Penn State Student Affairs names Melissa Croushorn as year’s top club adviser
Penn State Student Affairs has named Performing Arts Council mentor Melissa Croushorn as Outstanding Student Adviser of the Year. She also serves as student engagement manager at the Center for the Performing Arts at Penn State and with Student Affairs.
The annual award is based on recommendations submitted by group leaders from more than a thousand student groups at University Park. Croushorn received the award at an April 23 ceremony.
Croushorn started her position at the council and with the center in July 2015. Being a newcomer to the university as well as to the fledgling student umbrella organization was a challenge that council President John Connolly recognized.

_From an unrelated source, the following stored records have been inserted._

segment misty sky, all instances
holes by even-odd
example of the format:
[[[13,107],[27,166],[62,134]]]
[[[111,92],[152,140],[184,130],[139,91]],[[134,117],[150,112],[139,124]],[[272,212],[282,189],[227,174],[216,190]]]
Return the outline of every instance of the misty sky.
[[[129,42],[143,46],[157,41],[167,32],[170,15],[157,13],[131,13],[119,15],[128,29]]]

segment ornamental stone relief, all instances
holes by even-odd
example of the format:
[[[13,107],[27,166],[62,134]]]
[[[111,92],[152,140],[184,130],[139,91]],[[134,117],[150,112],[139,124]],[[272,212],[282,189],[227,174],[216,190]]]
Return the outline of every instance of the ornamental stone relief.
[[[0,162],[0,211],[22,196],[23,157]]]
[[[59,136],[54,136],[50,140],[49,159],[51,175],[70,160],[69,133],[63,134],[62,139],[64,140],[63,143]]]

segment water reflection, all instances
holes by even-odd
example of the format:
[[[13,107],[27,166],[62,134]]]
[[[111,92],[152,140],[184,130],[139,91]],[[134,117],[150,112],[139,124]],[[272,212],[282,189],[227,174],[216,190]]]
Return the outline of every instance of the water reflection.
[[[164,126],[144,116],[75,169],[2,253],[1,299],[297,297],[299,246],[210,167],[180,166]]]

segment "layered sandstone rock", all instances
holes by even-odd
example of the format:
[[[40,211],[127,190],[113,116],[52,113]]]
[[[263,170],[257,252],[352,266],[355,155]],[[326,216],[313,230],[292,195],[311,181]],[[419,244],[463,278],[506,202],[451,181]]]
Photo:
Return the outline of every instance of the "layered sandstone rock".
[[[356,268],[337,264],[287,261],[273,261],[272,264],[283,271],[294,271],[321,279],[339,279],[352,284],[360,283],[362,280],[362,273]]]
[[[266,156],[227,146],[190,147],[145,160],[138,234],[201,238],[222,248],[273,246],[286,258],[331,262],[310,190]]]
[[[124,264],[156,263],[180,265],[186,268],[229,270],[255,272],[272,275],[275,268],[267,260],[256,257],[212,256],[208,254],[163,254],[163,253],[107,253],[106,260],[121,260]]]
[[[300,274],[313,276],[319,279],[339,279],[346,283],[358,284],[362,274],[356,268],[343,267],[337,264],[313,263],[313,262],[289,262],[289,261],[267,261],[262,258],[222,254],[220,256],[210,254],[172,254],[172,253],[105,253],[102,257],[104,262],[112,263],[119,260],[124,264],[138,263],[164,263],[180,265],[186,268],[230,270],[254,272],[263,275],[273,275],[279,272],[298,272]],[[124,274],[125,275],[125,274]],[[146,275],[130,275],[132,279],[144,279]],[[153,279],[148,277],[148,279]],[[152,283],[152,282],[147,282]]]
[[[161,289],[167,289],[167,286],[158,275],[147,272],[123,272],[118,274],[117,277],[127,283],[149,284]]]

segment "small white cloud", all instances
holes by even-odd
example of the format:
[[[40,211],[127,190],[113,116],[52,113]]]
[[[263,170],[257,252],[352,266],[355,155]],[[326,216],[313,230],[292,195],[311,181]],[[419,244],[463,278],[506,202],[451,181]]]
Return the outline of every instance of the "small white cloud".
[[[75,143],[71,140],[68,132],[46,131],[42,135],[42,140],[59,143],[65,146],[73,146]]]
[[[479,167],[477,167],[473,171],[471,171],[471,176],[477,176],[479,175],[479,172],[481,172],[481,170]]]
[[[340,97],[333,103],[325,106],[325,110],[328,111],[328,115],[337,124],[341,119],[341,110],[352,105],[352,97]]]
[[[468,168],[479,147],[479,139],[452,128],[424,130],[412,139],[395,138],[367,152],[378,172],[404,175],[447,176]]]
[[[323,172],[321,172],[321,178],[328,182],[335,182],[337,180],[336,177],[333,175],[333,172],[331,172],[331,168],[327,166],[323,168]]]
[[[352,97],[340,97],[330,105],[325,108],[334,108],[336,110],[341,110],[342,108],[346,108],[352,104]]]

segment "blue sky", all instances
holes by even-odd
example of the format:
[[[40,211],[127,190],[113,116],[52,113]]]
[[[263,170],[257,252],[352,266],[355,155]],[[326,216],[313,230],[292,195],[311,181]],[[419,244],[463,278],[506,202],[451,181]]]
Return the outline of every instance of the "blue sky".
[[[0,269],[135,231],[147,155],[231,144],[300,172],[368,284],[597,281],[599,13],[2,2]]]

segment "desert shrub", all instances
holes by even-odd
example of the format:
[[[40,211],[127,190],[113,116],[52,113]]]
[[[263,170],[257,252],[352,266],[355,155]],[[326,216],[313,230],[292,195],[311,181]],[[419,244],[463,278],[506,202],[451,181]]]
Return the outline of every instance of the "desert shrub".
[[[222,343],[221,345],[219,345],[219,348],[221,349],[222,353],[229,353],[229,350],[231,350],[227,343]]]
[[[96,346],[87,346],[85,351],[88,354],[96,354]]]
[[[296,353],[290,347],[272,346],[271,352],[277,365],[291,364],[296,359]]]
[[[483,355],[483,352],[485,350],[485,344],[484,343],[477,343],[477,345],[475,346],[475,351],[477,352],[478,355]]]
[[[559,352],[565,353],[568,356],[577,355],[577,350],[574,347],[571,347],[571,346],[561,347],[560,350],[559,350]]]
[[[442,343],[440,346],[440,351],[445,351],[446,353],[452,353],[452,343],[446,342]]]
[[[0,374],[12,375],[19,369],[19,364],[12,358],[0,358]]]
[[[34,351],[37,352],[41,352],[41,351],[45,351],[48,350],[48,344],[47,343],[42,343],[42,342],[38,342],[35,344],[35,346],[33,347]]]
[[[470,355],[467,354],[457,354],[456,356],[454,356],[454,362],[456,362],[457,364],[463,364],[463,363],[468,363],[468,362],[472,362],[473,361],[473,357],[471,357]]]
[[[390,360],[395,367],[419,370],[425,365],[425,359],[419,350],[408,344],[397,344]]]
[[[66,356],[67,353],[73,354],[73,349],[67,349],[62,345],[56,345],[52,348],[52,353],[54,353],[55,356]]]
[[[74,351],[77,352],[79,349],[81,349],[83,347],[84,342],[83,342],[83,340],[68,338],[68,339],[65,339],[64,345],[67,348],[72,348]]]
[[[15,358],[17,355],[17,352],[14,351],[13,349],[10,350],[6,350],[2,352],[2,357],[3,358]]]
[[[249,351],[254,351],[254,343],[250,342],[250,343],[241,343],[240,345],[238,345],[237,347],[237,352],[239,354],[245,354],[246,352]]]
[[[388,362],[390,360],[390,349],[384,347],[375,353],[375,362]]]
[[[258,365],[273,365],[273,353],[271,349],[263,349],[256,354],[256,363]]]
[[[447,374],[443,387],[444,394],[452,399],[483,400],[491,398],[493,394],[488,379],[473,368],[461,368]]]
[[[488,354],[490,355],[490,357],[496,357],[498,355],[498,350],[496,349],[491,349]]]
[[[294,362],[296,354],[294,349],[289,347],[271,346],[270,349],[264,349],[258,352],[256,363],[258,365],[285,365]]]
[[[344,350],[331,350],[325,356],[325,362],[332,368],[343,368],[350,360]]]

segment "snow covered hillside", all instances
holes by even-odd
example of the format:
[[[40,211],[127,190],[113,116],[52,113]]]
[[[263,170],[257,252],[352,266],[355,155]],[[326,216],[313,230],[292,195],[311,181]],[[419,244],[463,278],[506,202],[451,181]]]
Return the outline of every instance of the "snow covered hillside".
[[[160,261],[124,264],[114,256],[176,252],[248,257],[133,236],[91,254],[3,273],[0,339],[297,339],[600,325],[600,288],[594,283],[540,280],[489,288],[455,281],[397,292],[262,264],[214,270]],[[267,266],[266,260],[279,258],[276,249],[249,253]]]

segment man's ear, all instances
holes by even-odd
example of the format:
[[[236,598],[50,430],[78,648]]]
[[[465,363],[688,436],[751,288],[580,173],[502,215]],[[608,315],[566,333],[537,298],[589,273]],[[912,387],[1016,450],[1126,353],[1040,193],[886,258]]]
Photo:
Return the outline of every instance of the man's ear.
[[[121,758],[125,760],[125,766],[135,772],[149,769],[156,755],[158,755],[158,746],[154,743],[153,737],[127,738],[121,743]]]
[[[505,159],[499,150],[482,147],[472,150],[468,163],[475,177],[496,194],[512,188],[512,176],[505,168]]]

“The Performing Arts Council wouldn’t be where it is today without her, and I fully believe that even one year into this position as adviser, she is fully deserving of recognition as an outstanding adviser,” he said. “She has provided a lot of input and helped us shape some of our fledgling ideas into events and programs that are now taking root in the performing arts community. These couldn’t have been done without her expertise in the performing arts and working with young and passionate artists.”
Under Croushorn’s leadership, Connolly said, the student organization’s membership increased from 11 to 25. Croushorn attributes the increase to the club members’ sacrifices and awareness of the organization’s mission.
“They’ve all kind of had to make choices about how deeply they wanted to be involved in what areas,” Croushorn said. “I want them to stretch themselves, but their hearts need to be into what they are doing.”
In addition to helping the artists-turned-club members plan and network, she helped the group win a collaboration prize for an a cappella sampler performance.
She said the adviser award surprised her, but the nomination helped to validate her advising style.
“Once I knew they had nominated me, that was kind of the ‘OK, they know I’m with them in this,’ ” Croushorn said. “I think a place I struggled with was wanting to sort of respect the student-adviser relationship, but I think you can’t ever spend too much time with them.”
Performing Arts Council, formed in 2014, aims to nurture student interest and involvement in the arts by unifying more than 80 performing arts organizations at Penn State. The council’s student leaders represent various university groups—a cappella/vocal performance; instrumental music; theatrical performance; dance performance; and oratory and programming.